Gemeinsame Pressemitteilung des Landratsamts Schwäbisch Hall und des Landratsamts Hohenlohekreis vom 1. September 2015 zur Schadstoffbelastung in der Jagst (Zwischenüberschriften von Hohenlohe-ungefiltert):
Ammonium-Werte im Wasser bis zum 200-fachen des für Fische kritischen Wertes
Am Morgen des 23. August 2015 (Sonntag) wurden unterhalb der Brandstelle in Kirchberg-Lobenhausen im Landkreis Schwäbisch Hall in der Jagst verendete Fische entdeckt. Es stellte sich heraus, dass mit Düngemittel verunreinigtes Löschwasser in unbekannter Menge in die Jagst gelangte. Bei Sonnenaufgang befand sich das kontaminierte Löschwasser schon in der Jagst und war entsprechend weiter geflossen. Die Vertreterin des Fachdienstes Wasserwirtschaft des Landratsamts Schwäbisch Hall hat unverzüglich vor Ort eine Beprobung des Wassers durchgeführt. Dabei wurde festgestellt, dass die Ammonium-Werte im Wasser bis zum 200-fachen des für Fische kritischen Wertes überschritten waren. Erster Landesbeamter Michael Knaus, Landratsamt Schwäbisch Hall, hat unverzüglich veranlasst, dass der Mühlkanal vom Netz des Jagstgewässers getrennt wurde. Im Kanal wurde per Bagger ein Wall aufgeschüttet und der Löschwasserrückhaltebehälter vollständig geleert, um zu verhindern, dass weitere Schadstoffe in die Jagst gelangen.
Gemeinden über das Fischsterben informiert
Ein Auspumpen der Jagst war faktisch nicht möglich. Dies hätte zudem zu erheblichen und unwiederbringlichen Schäden an der Ökologie der Jagst geführt, weil erhebliche Flussabschnitte trocken gefallen wären. Bereits am Vormittag wurden die betroffenen Städte im Landkreis Schwäbisch Hall über das Fischsterben informiert mit der Bitte, die Fischereiberechtigten sowie die Anwohner zu unterrichten.

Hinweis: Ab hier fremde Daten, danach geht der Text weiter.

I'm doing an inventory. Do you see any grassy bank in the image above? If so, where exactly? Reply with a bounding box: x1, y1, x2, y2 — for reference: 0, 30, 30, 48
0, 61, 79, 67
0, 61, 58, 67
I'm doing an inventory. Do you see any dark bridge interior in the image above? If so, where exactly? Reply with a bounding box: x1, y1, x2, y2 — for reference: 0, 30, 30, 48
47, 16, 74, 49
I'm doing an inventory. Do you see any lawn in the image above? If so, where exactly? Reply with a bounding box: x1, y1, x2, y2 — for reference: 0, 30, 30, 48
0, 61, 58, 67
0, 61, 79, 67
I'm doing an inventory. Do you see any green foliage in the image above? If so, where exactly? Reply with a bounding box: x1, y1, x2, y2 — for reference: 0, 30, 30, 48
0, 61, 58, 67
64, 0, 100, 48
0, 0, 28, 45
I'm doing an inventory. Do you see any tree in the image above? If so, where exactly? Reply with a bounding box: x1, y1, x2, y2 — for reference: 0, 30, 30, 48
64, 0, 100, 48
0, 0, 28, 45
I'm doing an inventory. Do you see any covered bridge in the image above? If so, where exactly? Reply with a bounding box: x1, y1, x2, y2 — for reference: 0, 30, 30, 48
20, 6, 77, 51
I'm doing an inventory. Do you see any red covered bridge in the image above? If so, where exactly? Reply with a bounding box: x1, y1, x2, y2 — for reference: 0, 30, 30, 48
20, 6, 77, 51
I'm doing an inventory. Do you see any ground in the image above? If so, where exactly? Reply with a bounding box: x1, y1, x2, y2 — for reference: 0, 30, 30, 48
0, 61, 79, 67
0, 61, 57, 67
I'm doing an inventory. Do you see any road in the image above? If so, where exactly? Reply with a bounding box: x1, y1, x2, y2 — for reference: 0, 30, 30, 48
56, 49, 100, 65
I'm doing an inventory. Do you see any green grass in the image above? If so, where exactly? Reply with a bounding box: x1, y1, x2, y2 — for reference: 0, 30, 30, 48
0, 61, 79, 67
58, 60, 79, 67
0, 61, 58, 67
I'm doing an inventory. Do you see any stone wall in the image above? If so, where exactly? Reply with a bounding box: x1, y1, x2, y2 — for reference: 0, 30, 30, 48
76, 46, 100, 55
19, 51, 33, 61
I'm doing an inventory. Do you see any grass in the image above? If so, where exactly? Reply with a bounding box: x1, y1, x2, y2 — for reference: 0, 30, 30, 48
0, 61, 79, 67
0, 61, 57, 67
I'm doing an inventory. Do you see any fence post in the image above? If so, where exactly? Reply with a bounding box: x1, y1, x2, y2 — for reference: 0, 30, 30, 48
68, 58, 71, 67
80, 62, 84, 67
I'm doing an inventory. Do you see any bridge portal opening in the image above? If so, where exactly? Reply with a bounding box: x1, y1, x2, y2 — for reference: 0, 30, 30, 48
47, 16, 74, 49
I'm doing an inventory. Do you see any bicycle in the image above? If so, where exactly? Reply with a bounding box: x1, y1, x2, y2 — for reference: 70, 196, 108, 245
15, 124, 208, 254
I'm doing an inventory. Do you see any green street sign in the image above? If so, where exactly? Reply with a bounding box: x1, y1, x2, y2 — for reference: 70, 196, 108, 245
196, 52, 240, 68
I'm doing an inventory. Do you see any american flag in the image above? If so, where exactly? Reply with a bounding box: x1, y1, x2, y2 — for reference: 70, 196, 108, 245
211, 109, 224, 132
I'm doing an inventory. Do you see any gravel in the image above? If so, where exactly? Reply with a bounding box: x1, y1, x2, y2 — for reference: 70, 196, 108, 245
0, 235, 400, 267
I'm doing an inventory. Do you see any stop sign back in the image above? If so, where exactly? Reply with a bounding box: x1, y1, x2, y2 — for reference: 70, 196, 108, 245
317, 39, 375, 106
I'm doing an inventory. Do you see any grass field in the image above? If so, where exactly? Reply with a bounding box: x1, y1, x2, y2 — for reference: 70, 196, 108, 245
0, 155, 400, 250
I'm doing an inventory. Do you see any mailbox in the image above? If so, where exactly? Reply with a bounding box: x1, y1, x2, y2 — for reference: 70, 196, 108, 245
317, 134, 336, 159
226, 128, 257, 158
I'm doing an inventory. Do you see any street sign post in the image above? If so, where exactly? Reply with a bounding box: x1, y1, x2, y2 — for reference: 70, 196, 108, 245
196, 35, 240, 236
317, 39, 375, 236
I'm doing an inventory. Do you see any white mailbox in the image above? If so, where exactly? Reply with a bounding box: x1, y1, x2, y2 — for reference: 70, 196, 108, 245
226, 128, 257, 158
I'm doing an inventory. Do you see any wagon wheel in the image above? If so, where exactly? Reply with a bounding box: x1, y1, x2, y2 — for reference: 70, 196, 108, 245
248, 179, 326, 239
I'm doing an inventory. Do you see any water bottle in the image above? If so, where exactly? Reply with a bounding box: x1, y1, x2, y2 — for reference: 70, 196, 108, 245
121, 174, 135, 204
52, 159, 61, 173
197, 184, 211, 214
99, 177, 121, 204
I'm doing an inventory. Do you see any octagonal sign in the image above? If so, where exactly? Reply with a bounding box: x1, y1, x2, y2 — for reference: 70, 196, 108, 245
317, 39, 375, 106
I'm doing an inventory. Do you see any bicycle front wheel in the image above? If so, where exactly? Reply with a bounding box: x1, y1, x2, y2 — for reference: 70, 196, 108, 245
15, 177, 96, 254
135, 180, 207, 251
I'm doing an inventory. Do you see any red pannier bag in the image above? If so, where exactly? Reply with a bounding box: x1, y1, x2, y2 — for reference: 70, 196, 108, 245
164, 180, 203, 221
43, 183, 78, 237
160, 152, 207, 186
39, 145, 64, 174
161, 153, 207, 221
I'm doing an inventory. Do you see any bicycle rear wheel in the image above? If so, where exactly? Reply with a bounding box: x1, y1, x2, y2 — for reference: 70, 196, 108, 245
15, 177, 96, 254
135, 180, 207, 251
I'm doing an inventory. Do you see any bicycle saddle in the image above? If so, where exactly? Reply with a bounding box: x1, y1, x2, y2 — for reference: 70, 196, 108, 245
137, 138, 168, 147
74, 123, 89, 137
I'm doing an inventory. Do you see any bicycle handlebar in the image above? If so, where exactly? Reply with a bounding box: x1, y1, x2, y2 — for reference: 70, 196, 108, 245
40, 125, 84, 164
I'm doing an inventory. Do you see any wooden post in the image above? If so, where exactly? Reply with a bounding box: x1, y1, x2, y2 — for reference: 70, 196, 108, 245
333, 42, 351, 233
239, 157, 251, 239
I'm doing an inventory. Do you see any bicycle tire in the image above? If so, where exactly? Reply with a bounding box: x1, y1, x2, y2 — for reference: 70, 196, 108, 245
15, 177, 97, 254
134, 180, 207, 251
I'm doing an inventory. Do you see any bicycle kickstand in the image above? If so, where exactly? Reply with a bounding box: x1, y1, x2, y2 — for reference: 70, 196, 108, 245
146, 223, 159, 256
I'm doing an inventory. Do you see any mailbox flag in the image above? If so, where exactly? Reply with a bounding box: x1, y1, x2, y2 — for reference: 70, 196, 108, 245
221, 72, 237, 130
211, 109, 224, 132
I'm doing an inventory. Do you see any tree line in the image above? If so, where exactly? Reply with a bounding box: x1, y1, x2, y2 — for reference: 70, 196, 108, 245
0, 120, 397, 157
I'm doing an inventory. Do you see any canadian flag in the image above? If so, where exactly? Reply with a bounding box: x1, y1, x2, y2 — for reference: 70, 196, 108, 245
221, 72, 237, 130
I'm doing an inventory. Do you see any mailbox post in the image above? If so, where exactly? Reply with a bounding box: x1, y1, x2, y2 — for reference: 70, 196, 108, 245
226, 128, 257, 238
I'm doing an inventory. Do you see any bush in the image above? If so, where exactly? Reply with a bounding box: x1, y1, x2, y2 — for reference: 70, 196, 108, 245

Öffentlichkeit am Montag informiert
Am Morgen des 24. August 2015 trat im Landratsamt Schwäbisch Hall ein Krisenstab zusammen, der das weitere Vorgehen besprach und die weiteren Schritte im Landkreis Schwäbisch Hall sofort veranlasste. Mit Presseerklärung vom 24. August 2015 (Ausgang Landratsamt Schwäbisch Hall um 13 Uhr) wurde die Öffentlichkeit über die veranlassten Maßnahmen umfassend informiert.
Krisenstab im Hohenlohekreis
Am Dienstag, 25. August 2015 wurde auch im Landratsamt Hohenlohekreis unter der Leitung von Landrat Dr. Neth ein Krisenstab eingerichtet. Am Nachmittag des 25. August wurden die Vertreter der anliegenden Kommunen bis Mulfingen, deren Fischereivereine sowie der Hohenloher Landrat bei einem Termin im Landratsamt Schwäbisch Hall über den aktuellen Stand informiert.
Kein festgelegtes Maßnahmenkonzept
Die Schadstoffwelle erreichte am Morgen des 26. August 2015 (Mittwoch) die Kreisgrenze zum Hohenlohekreis und die Maßnahmen zum Schadstoffabbau begannen im Hohenlohekreis. Von der Grundlagenarbeit des Landratsamts Schwäbisch Hall konnten der Hohenlohekreis und der Landkreis Heilbronn profitieren, da es bei derartigen Schadensfällen an Fließgewässern kein festgelegtes Maßnahmenkonzept gibt. Regierungspräsident Johannes Schmalzl, Regierungsvizepräsident Dr. Christian Schneider und die Fischereiforschungsstelle Langenargen haben die Vorgehensweise des Landratsamtes Schwäbisch Hall als richtig bestätigt. Regierungspräsident Johannes Schmalzl: „Die Verantwortlichen in den zuständigen Landratsämtern haben in Anbetracht des Ausmaßes des Unglücks überlegt reagiert und alle Möglichkeiten zur Eindämmung des Schadens ergriffen.“
Erkenntnisse für zukünftige Arbeit nutzen
„Dank der hervorragenden Zusammenarbeit der Kreisverwaltungen sowie der großartigen Unterstützung der freiwilligen Helferinnen und Helfern konnten wir gemeinsam die zahlreichen Herausforderungen erfolgreich abarbeiten. Die Landratsämter konnten Erkenntnisse gewinnen, die sie für die zukünftige Arbeit nutzen können“, erklärt Gerhard Bauer, Landrat des Landkreises Schwäbisch Hall.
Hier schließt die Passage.